Another method of measure organic concentration in water is Total Organic Carbon (TOC). This test measures the total carbon (TC) in water by first removing the inorganic carbon (IC), e.g. carbonates, from the water. By measuring the TC and subtracting the IC remainder is TOC. While ozone can oxidize organic compounds, including some to CO2, many of the compounds will remain in the water in an oxidized state, so the change in TOC might not be great. Generally, to remove TOC requires the use of advanced oxidation processes which can involve the use of O3 as a component.
In order to inactivate micro organisms, it is necessary to expose them to ozone for a certain period of time. A measure of this is referred to as Ct, which is the average concentration of ozone multiplied by the average time of exposure. If one plotted O3 concentration versus time, the area under the curve would be Ct. Different organisms require different Ct at a given temperature for inactivation. Ct values for a variety of organism have been developed.
In order to build a concentration of O3 in water, the demand for ozone in solution must first be satisfied. This means that the organic and inorganic compounds that can be oxidized by O3 must be first removed before the concentration can build up to establish a Ct value.
For disinfection the amount of O3 required would equal:
Ozone Demand from Oxidizable Species (mg/l) + (Ct ÷ contact time)

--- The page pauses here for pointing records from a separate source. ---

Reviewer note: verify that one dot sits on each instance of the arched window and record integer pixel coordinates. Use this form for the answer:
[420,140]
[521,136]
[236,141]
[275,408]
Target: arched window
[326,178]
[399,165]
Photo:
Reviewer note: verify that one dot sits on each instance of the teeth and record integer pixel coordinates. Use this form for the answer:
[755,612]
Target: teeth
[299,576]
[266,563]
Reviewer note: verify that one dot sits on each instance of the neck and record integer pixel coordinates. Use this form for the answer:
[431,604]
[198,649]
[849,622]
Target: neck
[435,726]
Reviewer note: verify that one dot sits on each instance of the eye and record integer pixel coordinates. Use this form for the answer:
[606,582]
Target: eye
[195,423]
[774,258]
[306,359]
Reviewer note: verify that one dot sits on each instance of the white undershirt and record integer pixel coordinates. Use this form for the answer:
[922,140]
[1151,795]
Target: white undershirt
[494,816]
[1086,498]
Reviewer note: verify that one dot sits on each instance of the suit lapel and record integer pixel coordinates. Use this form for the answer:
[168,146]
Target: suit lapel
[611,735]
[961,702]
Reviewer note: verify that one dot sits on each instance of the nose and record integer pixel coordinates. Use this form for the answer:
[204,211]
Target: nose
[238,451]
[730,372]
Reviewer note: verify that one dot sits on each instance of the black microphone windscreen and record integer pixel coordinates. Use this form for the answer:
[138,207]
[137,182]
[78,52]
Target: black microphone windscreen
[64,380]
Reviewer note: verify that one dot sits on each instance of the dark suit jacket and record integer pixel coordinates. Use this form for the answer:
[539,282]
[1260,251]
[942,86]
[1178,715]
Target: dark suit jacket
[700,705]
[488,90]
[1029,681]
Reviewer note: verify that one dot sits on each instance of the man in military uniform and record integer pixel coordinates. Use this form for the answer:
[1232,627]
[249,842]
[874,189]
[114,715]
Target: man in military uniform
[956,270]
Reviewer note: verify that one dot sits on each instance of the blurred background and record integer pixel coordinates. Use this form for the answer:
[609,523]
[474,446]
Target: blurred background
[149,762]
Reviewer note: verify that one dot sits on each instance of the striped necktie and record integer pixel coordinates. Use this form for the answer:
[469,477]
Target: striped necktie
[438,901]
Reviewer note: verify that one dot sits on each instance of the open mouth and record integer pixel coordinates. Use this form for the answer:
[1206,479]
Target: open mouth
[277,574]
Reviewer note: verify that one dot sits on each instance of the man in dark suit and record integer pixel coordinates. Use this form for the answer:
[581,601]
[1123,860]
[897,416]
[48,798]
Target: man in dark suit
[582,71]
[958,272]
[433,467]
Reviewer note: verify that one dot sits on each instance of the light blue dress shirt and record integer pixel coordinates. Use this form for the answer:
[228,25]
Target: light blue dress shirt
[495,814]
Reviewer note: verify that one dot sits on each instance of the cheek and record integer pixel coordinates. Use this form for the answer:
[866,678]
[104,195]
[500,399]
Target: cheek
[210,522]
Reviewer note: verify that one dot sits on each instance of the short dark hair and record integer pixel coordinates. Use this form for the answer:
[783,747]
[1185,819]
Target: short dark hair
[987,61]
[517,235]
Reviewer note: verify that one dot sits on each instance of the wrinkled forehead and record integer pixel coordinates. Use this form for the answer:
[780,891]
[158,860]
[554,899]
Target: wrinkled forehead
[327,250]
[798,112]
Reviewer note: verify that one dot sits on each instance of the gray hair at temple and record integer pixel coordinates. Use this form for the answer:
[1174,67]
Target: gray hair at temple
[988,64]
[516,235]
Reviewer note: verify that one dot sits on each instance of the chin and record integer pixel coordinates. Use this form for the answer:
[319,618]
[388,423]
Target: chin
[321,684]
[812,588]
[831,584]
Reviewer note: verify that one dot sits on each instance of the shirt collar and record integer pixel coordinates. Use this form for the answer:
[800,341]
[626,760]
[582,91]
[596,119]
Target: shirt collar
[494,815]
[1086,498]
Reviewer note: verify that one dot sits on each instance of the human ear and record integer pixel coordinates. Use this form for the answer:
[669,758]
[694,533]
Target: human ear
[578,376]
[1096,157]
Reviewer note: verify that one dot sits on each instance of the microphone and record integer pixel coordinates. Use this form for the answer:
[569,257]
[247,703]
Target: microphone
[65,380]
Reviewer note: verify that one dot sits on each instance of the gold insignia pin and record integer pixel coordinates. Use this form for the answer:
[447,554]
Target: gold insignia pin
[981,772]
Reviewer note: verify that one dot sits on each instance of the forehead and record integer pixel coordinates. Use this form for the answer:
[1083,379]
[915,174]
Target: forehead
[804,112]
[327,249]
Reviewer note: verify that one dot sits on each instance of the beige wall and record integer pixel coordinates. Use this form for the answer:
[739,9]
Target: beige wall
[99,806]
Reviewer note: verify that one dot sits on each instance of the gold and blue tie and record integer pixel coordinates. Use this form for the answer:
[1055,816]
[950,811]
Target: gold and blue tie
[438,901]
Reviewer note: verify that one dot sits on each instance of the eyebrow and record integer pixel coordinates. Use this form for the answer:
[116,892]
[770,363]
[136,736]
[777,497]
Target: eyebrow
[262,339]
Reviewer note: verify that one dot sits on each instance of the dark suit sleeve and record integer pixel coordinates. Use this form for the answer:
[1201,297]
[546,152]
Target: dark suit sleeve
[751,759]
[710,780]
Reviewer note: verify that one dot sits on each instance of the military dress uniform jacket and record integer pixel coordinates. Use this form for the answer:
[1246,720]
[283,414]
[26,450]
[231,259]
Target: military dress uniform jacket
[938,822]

O# in aqueous solution has a self decomposition reaction. In pure water O3, without any oxidizable species, will decompose back to oxygen. The decomposition reaction is a function of temperature. For example, at 25 degrees C (77 degrees F) and a pH of 7 the half life of ozone is 15 minutes.
So in addition to the O3 demand from oxidizable inorganic or organic compounds, one has to account for self decomposition.
In developing the Ct value, the change in O3 concentration as a function of the contact time would be measured to determine the C vs t curve so that the area under the curve can be defined.
Ozone Transfer Efficiency
In order to act as an oxidant in aqueous systems, O3 must be transferred from the gas to liquid phase where it acts in solution as a dissolved species. The percentage of the O3 produced in the gas phase (the applied O3 dose) that ends up in solution (the transferred O3 dose) is referred to as the O3 transfer efficiency.
The transfer efficiency is mainly affected by the following factors:
- The ratio of gas volume to liquid volume (G/L ratio), lower ratio increases efficiency
- Bubble size, smaller bubbles increase efficiency
- Ozone demand of the water, higher demand increases efficiency
- Ozone concentration, higher concentration increases efficiency
- Pressure, higher pressure increases efficiency
- Detention time, longer detention time increases efficiency
- Temperature, lower temperature increases efficiency
Required Ozone Production
O3 generators are normally rated in pounds per day (lbs/day) or grams per hour (g/h). The required O3 production rate is sometimes referred to the Applied Ozone Dose (AOD). We would also need to know the flow rate since most O3 demand requirements are computed in grams or milligrams per liter. So, the amount of water treated over a period of time is necessary.
In the case of organic/inorganic removal
AOD (g/h) = (O3 Demand (g/l) ÷ O3 Transfer Efficiency (%)) X Flow Rate (l/h)
n the case of disinfection
OD (g/h) = (O3 Demand + (Ct ÷contact time) (g/l)) X Flow Rate (l/h) ÷ O3 Transfer Efficiency (%)
The only way to accurately know the proper amount of O3 required is to conduct pilot trials with O3 transfer equipment similar to that which will be used in full scale. Nonetheless the methodology discussed in this article along with the rules of thumb mentioned can be useful in generating rough estimates to see if O3 might be a candidate for further consideration in a water treatment application.